Brasília — Para evitar a interrupção de serviços federais, o governo Lula tem recorrido a artifícios fiscais que, segundo economistas, apenas empurram o problema para a frente e elevam o risco de colapso das contas públicas. Especialistas alertam que, mantido o ritmo atual, a dívida bruta pode alcançar 100% do Produto Interno Bruto (PIB) em dez anos.
Déficit persistente e juros recordes
Felipe Salto, economista-chefe da Warren Investimentos, calcula que a projeção de endividamento de 100% do PIB decorre de um cenário em que o Brasil já paga juros reais de 9,74% ao ano — a segunda maior taxa do mundo, atrás apenas da Turquia, de acordo com a consultoria MoneYou.

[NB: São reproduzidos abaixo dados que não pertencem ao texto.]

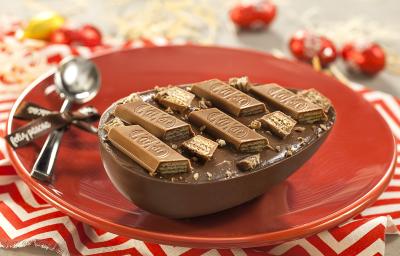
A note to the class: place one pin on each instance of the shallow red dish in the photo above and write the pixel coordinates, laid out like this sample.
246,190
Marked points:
346,174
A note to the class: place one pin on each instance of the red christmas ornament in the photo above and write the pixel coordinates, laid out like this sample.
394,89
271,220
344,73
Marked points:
363,56
89,35
253,14
62,36
305,45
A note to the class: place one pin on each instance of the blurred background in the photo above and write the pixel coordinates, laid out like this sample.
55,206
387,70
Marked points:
226,22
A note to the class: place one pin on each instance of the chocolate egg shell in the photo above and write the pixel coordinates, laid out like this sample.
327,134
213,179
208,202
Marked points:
217,184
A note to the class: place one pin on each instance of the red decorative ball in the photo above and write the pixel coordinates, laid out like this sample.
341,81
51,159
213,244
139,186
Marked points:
305,45
253,14
62,36
363,56
89,35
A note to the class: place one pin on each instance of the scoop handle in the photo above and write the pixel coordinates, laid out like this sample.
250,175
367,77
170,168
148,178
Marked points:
43,167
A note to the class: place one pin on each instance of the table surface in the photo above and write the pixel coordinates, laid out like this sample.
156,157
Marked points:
292,15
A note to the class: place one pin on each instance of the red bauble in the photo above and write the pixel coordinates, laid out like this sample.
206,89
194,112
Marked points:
362,56
253,14
62,36
89,35
305,45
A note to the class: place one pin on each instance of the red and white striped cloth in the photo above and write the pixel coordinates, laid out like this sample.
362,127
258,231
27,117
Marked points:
25,219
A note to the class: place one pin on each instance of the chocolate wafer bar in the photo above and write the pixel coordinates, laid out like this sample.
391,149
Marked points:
201,147
279,123
288,102
228,98
317,98
154,120
146,149
220,125
175,98
249,163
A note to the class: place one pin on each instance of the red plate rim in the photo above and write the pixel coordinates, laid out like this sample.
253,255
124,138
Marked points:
243,241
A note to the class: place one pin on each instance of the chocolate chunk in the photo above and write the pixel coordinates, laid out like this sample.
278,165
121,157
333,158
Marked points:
200,146
249,163
290,103
240,83
112,123
131,98
147,150
156,121
317,98
299,129
279,123
228,98
175,98
220,125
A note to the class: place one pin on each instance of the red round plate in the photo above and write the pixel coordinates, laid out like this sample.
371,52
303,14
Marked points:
348,172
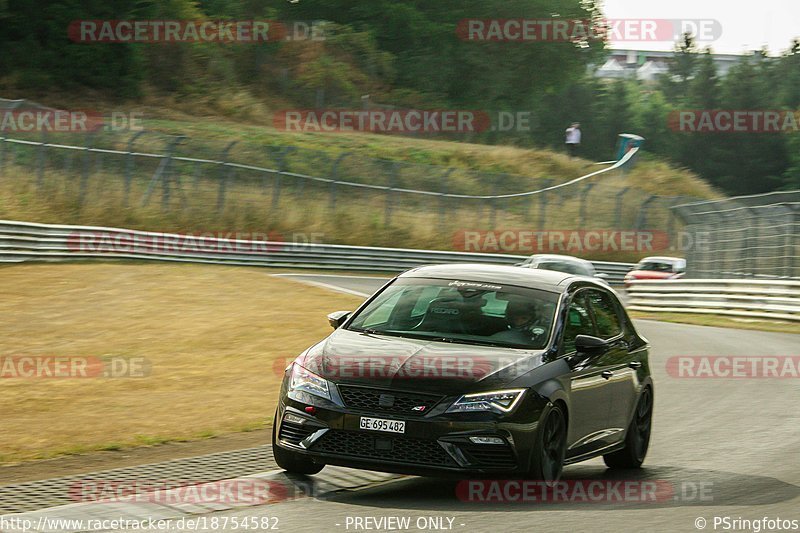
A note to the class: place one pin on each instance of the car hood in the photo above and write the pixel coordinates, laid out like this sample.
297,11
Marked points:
349,357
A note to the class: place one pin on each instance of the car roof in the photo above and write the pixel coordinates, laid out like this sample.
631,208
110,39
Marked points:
557,257
663,258
547,280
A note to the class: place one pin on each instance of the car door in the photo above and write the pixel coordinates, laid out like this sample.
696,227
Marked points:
589,392
617,363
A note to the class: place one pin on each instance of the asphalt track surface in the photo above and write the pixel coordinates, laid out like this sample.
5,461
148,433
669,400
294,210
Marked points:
721,448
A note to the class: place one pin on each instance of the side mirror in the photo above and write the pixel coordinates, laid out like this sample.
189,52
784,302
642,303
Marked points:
589,344
337,318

De novembro de 2014 a outubro de 2025, a dívida bruta avançou de 56,1% para 78,6% do PIB, mostram dados do Banco Central. Durante esse período, as despesas obrigatórias passaram a consumir mais de 90% do orçamento federal.
Gasto rígido pressiona contas
Estudos de Samuel Pessoa (FGV Ibre), Mansueto Almeida e Fábio Serrano (BTG Pactual) apontam que o envelhecimento da população eleva despesas previdenciárias e assistenciais. Brasileiros com mais de 60 anos representavam 5,1% da população em 1970, 15,6% em 2022 e devem chegar a 37,8% em 2070, segundo o IBGE.
Grande parte desses benefícios está indexada ao salário mínimo. Desde 2023, a remuneração básica voltou a ter reajuste acima da inflação quando há crescimento econômico, ampliando automaticamente o valor das aposentadorias e pensões.
Estratégias para escapar do teto
Para cumprir formalmente as metas do novo arcabouço fiscal, o governo lançou mão de duas frentes principais:
- Emenda Constitucional 136: retirou parte dos precatórios do cálculo do resultado primário.
- Programa de Aceleração do Crescimento (PAC): investimentos foram excluídos do limite de gastos, usando estatais como executoras.
O Congresso também autorizou excluir até R$ 5 bilhões anuais em despesas de Defesa e, em 2026, mais R$ 10 bilhões para estatais — medida vista como socorro aos Correios. Somando todas as exceções desde o início do mandato, o total já supera R$ 330 bilhões.
Dois anos de fôlego
Luiz Guilherme Schymura, do FGV Ibre, avalia que as manobras empurraram o risco de shutdown de 2027 para 2029. O alívio, porém, vem acompanhado de juros nominais em 15% ao ano, patamar mais alto em 19 anos, o que encarece o serviço da dívida.
Superávit raro
Desde 2014, o déficit primário tornou-se regra. Entre novembro de 2021 e maio de 2023 houve superávit, puxado por receitas extraordinárias. No terceiro mandato de Lula, apenas 7 dos 33 meses até setembro de 2024 fecharam no azul, indica o Banco Central.
Quando a máquina para
Com mais de 90% do orçamento comprometido, sobra menos de 10% para despesas discricionárias — responsáveis por manter escolas, hospitais e órgãos administrativos funcionando. Caso esses recursos se esgotem, serviços podem ser suspensos, configurando o chamado shutdown.
Aposta no crescimento
A alternativa do governo é confiar que a atividade econômica avance o bastante para elevar a arrecadação e evitar cortes em benefícios vinculados. Para pesquisadores como Thiago Sbardelotto (XP Investimentos), essa estratégia é arriscada, pois ignora a dinâmica ascendente dos gastos obrigatórios.
A tensão entre rigidez de despesas, déficit contínuo e juros elevados mantém o risco fiscal no centro do debate e lança dúvidas sobre a sustentabilidade do atual arcabouço.